His track record speaks for itself, with three Cy Young awards and a Pitching Triple Crown. Justin Verlander returned from two lost seasons to his first season back from Tommy John surgery to produce an MLB-best 1.75 ERA with a 2.66 xERA and 0.829 WHIP across his 28 starts.

Verlander signed with the New York Mets this offseason to team up with another veteran ace Max Scherzer to form a formidable one-two punch at the top of the Mets' starting rotation. Unfortunately, Verlander will be 40 years old by the time the first pitch is thrown out of the 2023 MLB season.

Obviously, the talent is still there, and his 2022 stats are tremendous and probably won many fantasy championships for managers who took the plunge with him last season. However, one adage that fantasy managers should avoid is not to pay for last year's stats. Currently, Verlander is being drafted as the 11th pitcher overall., which is at the fantasy ceiling for the future Hall-of-Famer.

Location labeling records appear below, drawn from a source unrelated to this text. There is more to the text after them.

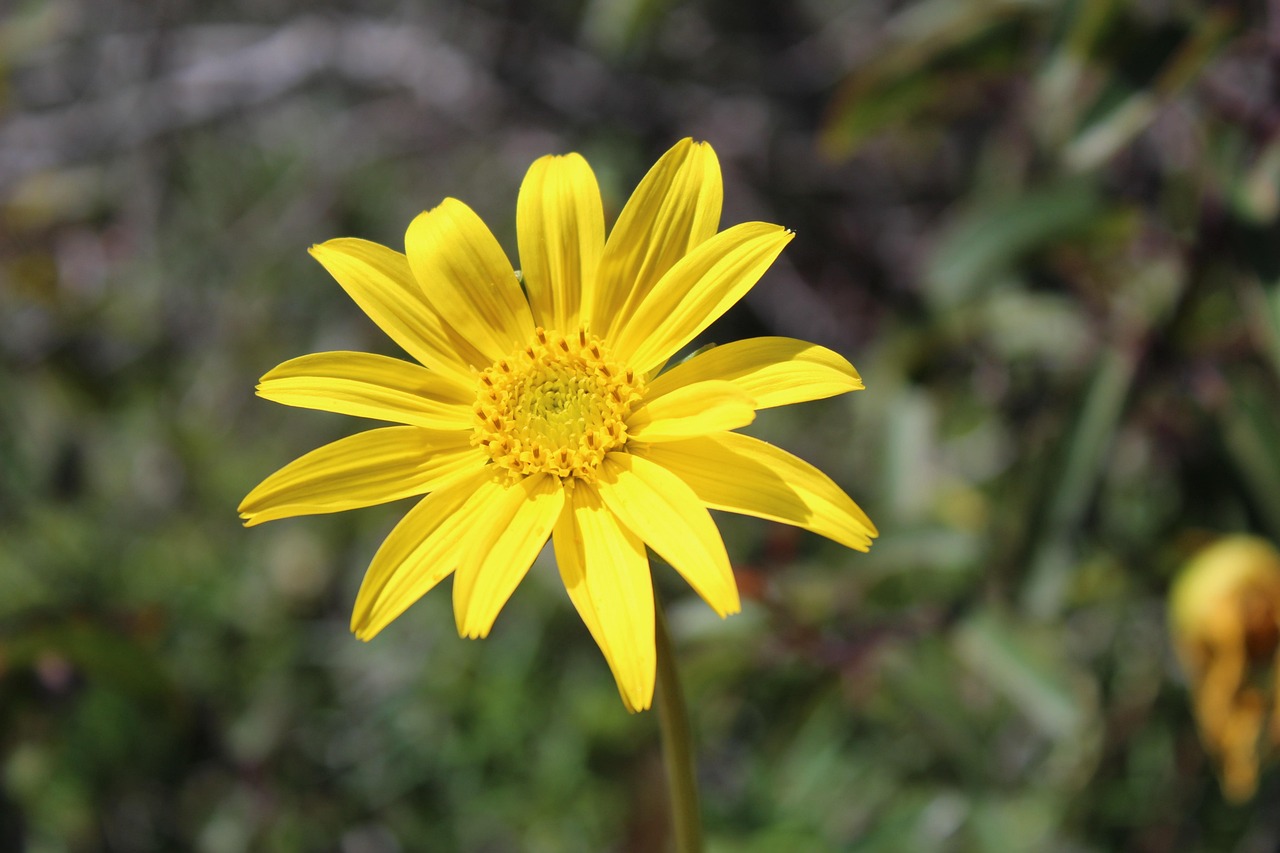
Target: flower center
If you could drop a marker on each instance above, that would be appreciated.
(557, 406)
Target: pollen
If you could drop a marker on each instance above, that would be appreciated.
(556, 406)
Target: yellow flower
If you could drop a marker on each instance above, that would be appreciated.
(540, 413)
(1224, 614)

Investing in an early-round pick is drafting Verlander at a Cy Young level. Unfortunately, Father Time is undefeated, resulting in a downgrade in fantasy production. Steamer and ZIPS project Verlander to post 12-14 wins with an ERA ranging from 2.84-3.56. Those expectations seem more reasonable than his outstanding season, but they overvalue Verlander enough to warrant serious concerns.